BLOB Analysis in Image Processing
BLOB Analysis, which stands for “Binary Large Object Analysis”, is a crucial topic in image processing and computer vision. It involves the grouping of pixels in an image based on connectivity and shared properties, such as intensity or color. A key component of BLOB extraction is Connected Component Analysis (CCA) [1], which refers to the process of identifying and labeling connected components in a binary image. In this post, I will discuss CCA and how to extract objects from an image.
In Connected Component Analysis, pixels are grouped together using either 4-connectivity or 8-connectivity methods. This methodology checks the connectivity of each pixel to its neighbors. The two connectivity kernels are illustrated in Figure 1. In 4-connectivity, the algorithm checks two horizontal and two vertical neighbors for each pixel. Conversely, 8-connectivity examines all neighboring pixels surrounding each pixel.
Figure 1: BLOB 4- and 8-Connectivity Kernels.
Figure 2: Binary Image. In this image, blue represents a value of 1, and white represents a value of 0.

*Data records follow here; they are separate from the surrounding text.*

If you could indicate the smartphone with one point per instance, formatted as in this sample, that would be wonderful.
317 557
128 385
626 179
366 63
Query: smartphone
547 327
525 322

The coordinate system is anchored to the upper left corner.
In Matlab, the first pixel is at (1,1), while in a camera system programmed in C, it is at (0,0).
The binary image shown in Figure 2 can be implemented in Matlab using the following matrix code snippet:
img = [0 0 0 0 0 0 1 0 0
0 0 0 1 0 1 1 1 0
0 1 0 0 0 0 1 1 0
1 1 1 0 0 0 0 1 1
0 1 0 0 0 1 1 0 0
0 0 0 0 1 1 1 0 0
0 0 0 0 0 0 0 0 0
0 1 1 1 0 0 0 0 0
0 1 1 1 1 0 0 0 0
0 1 1 1 0 0 0 0 0];
imagesc(img);
size(img)
The “imagesc” function displays the data matrix as an image, utilizing the full range of colors in the colormap. The image forms an \(m \times n = 10 \times 9\) grid of pixels, where \(m\) is the number of rows and \(n\) is the number of columns. The resulting image is shown in Figure 3.
Figure 3: The image after using the Matlab function “imagesc()”.
Next, we will apply the 4- and 8-connectivity kernels to the image using the Matlab function “bwlabel()”. With 4-connectivity, the algorithm detects 5 objects in the image, while applying the 8-connectivity kernel results in the detection of 4 objects, as illustrated in Figure 4.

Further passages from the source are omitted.